FluxCD GitOps operator supports Kustomize for dynamically featuring Kubernetes resources including HelmRelease. This post is about parametrization.
The daily mood
I got in touch with another team mate, also well aware of, and willing to help on Helm deployments. He gave me some precious pointers on our current solution (based on Ansible) which allowed me some additional level of understanding. He also pointed out that following to the past PoC on Flux, HelmReleases were introduced as the future solution, but had the negative effect to make life even more complicated for developers, and configurations even more replicated by SRE. He suggested myself to study the possibility of using Kustomize to feature HelmReleases, so that replications can be avoided. In fact I had not yet considered Helm and Kustomize as a potential fit so far, except if we wanted to render Kubernetes resources first, then configure them as described in this article. I realised about how many different tools we were talking and then designed the following summary chart.
Disclaimer: I might have missed some tools which could be very relevant for our purpose (see article 15+ usefull Helm Charts tools from Caylent), but as matter of fact, there are also external constraints I must live with, like past evaluations and decisions, as well as limited time and experience.
Requirement
Based on an application called "portal", check if we can reach the last mile of our past PoC on Flux. I already deployed that application as part of my previous post about our current deployment solution, and I already mentioned its high-level outcome in a previous post about GitOps implementations. Our SRE team is already on its way to production, while our dev teams feel a bit left appart with their requirements. They actually want to be able to deploy some application stacks either locally or remotely while having to make as less configuration changes as possible.
Task definition
- Development
- Write Flux HelmRelease file(s).
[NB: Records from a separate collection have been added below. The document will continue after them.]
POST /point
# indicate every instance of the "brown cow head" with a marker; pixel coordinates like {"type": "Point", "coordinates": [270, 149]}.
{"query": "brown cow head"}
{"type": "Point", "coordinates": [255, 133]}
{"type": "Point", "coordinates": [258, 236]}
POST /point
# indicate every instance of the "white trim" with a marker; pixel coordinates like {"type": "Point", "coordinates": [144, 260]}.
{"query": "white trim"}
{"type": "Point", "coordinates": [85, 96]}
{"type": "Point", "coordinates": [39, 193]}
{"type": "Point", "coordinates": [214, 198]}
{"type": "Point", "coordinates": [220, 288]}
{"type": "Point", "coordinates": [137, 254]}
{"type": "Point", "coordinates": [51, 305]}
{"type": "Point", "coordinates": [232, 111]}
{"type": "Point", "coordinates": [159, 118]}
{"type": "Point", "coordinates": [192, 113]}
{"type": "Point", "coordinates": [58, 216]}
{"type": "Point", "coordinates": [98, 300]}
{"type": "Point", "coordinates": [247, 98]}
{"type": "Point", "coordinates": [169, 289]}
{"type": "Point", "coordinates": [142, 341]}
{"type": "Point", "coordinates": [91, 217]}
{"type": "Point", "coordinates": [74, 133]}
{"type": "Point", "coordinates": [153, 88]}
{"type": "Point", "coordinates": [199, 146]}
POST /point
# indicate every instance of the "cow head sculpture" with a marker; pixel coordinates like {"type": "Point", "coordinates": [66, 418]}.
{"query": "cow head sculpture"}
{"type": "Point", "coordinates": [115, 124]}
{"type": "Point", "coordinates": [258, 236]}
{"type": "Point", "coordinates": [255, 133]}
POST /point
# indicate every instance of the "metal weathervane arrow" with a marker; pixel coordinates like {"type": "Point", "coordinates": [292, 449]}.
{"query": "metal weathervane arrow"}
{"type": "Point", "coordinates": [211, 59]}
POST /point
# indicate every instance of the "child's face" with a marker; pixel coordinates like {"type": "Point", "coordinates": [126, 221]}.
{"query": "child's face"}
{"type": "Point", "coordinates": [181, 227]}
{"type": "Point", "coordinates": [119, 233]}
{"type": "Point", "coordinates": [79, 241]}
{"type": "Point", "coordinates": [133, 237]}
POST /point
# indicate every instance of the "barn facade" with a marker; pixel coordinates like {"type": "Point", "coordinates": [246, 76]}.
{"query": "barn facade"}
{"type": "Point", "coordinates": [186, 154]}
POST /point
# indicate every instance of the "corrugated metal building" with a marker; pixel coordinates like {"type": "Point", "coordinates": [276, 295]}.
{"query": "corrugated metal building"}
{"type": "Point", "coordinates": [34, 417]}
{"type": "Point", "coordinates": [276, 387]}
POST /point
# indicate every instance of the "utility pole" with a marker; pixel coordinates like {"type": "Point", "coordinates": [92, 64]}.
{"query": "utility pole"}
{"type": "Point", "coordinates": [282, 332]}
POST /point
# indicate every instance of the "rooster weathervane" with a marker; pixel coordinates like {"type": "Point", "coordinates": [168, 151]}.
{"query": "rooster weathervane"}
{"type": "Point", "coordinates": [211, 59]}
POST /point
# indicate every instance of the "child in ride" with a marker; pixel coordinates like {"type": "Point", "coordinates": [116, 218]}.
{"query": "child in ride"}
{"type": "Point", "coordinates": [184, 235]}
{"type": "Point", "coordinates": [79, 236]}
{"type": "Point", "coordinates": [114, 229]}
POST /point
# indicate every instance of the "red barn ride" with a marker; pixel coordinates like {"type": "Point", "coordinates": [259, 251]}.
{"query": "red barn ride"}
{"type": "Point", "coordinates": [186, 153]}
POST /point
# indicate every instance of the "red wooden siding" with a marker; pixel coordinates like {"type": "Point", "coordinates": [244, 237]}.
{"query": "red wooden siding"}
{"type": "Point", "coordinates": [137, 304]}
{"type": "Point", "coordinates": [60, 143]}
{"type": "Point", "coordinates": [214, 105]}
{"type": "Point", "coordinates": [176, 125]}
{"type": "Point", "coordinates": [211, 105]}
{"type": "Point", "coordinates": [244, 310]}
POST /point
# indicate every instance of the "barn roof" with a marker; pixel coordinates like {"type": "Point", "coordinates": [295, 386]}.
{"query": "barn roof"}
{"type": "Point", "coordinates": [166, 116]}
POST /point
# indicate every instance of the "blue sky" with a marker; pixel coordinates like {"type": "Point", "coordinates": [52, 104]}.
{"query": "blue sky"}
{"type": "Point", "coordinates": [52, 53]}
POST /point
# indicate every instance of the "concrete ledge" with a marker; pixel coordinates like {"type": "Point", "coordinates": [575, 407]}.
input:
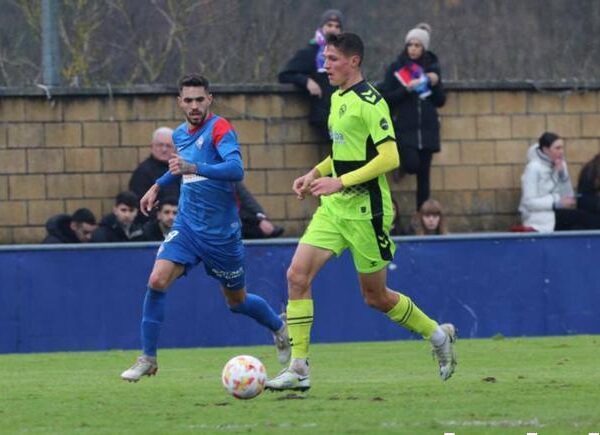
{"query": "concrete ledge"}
{"type": "Point", "coordinates": [275, 88]}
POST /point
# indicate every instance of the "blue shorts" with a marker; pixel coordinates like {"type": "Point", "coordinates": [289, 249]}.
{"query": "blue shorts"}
{"type": "Point", "coordinates": [222, 261]}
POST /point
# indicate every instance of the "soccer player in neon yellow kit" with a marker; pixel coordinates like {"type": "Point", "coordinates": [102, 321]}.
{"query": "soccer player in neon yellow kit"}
{"type": "Point", "coordinates": [355, 213]}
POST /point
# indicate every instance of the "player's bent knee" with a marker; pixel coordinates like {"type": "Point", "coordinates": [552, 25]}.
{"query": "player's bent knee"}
{"type": "Point", "coordinates": [297, 280]}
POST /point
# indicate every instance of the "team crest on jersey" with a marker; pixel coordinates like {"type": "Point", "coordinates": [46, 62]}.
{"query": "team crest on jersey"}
{"type": "Point", "coordinates": [369, 95]}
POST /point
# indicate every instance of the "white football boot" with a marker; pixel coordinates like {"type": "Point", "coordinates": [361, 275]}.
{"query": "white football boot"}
{"type": "Point", "coordinates": [445, 352]}
{"type": "Point", "coordinates": [291, 379]}
{"type": "Point", "coordinates": [144, 366]}
{"type": "Point", "coordinates": [282, 342]}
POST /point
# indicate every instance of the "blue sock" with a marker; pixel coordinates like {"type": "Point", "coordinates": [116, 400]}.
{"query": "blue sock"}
{"type": "Point", "coordinates": [152, 317]}
{"type": "Point", "coordinates": [256, 307]}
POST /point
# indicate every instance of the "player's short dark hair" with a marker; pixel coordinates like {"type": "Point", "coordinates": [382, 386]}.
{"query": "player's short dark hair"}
{"type": "Point", "coordinates": [169, 200]}
{"type": "Point", "coordinates": [348, 43]}
{"type": "Point", "coordinates": [83, 215]}
{"type": "Point", "coordinates": [127, 198]}
{"type": "Point", "coordinates": [193, 80]}
{"type": "Point", "coordinates": [547, 139]}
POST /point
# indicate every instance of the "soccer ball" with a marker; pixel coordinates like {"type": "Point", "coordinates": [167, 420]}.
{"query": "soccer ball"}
{"type": "Point", "coordinates": [244, 377]}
There are configured examples available from the past PoC.
- Write Kustomize file(s) allowing for HelmRelease resource registration and configuration.
- Operations
- Analyse if some of the above can be automated, i.e. generated automatically.
- Setup FluxCD deployment from Git via Kustomize.
- Use-cases
- Run different scenarios i.e. install, update, delete, back-sync.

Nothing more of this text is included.